Этот разговор наш воскресным осенним утром 1959 года я начал о снах, но получился он совсем о другом. И отец мой его записал в памяти как на магнитную пленку, да почти слово в слово передал мне его, сентиментально вспоминая молодость после двухсот граммов, незадолго до первого своего инсульта, уже после семидесяти. Сам я те давние его размышления в десять лет моих не запомнил, конечно. А в старости своей все мои родственники почему-то старались как можно больше рассказать мне о своей молодости и моём детстве. Не знаю для чего, но я и хотел, и старался запомнить всё до деталей. Но писать об этом, точно, даже и не думал. А про родных моих, близких и дальних, постаревших и говорливых, да про соседей, всё про меня помнящих, думал так, что перед смертью им просто выговориться необходимо. Что, может, я про них да про себя ещё кому расскажу, а те ещё где-нито разным людям обмолвятся. И так потихоньку останутся рассказчики жить хотя бы в чужой памяти.
Но сейчас я сам поймал себя на том, что мне почему-то просто необходимо рассказать всем, что и как было шестьдесят с хвостом лет назад у меня и у всех, кто рядом находился. Нарисовать словами, как уютно жизнь разложилась вокруг нас тогда, что происходило у обыкновенных людей дома и чем они жили, чего ждали и как любили. Жен, детей, родных, родину и жизнь. Как росли дети, кем стать мечтали, что доброго и злого несло с собой то время, когда почти не было ни у кого телевизоров, магнитофонов, телефонов, легковых машин, модной импортной одежды, изысканной еды, холодильников, стиральных машин, неонового разноцветья над домами ночью и рекламных плакатов поперёк широких улиц про крем для ног и шикарный отдых в Тайланде.

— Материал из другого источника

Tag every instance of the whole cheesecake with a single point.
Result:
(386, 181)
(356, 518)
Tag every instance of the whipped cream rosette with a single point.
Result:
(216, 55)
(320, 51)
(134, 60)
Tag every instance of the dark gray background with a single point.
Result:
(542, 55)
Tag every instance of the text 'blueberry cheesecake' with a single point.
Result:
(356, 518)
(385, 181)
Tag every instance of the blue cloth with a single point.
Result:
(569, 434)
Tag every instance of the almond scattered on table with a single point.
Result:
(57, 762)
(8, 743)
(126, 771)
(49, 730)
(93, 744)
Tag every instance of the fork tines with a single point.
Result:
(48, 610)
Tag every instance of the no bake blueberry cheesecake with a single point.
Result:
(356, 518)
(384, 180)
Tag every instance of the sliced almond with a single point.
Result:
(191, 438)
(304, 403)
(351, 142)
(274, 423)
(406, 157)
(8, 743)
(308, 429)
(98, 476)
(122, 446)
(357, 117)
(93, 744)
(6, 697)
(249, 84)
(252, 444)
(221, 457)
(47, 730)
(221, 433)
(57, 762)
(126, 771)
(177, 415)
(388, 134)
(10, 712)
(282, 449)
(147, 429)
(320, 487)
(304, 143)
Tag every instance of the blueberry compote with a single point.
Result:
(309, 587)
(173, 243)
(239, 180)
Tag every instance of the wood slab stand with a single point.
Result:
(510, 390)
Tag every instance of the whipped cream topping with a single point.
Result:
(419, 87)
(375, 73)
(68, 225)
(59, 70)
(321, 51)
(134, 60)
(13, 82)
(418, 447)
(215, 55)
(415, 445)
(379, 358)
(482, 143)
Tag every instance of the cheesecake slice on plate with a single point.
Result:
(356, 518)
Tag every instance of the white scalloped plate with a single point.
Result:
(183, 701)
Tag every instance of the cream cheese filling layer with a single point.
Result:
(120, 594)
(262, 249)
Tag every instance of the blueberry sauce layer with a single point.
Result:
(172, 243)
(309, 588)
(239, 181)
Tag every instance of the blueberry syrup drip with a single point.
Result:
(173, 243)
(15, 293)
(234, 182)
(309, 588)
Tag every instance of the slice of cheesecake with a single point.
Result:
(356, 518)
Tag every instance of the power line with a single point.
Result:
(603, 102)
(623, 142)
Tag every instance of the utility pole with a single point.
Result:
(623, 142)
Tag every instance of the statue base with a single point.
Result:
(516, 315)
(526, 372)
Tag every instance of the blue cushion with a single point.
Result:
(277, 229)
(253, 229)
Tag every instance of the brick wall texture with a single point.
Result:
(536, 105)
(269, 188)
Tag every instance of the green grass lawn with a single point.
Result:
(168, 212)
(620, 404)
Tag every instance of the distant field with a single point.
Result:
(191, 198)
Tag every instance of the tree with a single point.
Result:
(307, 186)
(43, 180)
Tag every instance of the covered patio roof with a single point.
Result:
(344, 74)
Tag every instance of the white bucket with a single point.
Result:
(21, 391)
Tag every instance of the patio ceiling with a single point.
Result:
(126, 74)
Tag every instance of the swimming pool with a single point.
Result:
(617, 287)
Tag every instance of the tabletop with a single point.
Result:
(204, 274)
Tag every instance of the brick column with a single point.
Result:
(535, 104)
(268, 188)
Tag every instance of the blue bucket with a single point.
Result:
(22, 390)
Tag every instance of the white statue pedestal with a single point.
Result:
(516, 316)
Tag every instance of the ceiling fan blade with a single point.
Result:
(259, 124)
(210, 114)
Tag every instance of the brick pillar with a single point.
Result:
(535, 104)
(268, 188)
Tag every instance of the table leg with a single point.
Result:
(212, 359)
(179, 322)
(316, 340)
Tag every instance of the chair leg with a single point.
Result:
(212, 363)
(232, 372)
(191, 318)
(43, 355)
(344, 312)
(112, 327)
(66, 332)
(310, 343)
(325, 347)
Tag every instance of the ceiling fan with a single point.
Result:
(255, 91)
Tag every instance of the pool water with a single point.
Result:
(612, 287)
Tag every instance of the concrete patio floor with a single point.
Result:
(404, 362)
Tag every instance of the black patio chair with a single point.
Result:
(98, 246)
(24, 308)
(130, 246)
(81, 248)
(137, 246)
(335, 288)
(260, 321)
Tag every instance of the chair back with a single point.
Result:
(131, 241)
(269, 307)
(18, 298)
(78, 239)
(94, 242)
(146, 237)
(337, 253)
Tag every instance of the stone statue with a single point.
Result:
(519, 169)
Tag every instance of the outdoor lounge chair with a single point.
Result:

Про то время привязалось желание рассказать, когда единственными и самыми знаменитыми призывами над домами были полотна « Слава КПСС», «Летайте самолётами аэрофлота» и « Храните деньги в сберегательной кассе». Не знаю. Но мне кажется вот, что хоть для немногих эти не скроенные в ладный сюжет кусочки, обрывки, всплески воспоминаний будут полезны. Потому, что и настоящее, и будущее – это неразумные малые дети далёкого и недавнего прошлого. И что всё всегда повторяется. И что всё всегда так и будет стоять на трёх китах: добре, зле и надежде. На той надежде, что когда-то добро всё равно победит.
В общем, после отцовского монолога забыл я напрочь о том, что ни черта мне не снится. Ни плохого, ни хорошего. И что именно это меня ещё недавно волновало. Отец свернул газету, хлебнул молока из кринки, доставленной Шуриком из Владимировки вместе с чугунками, которые как матрёшки вставлялись друг в друга, и без слов спустился со второго этажа. На работу пошел. Воскресенье, выходной. Но отец писать статьи свои ходил в редакцию. Там в воскресенье было тихо и ничто не мешало думать.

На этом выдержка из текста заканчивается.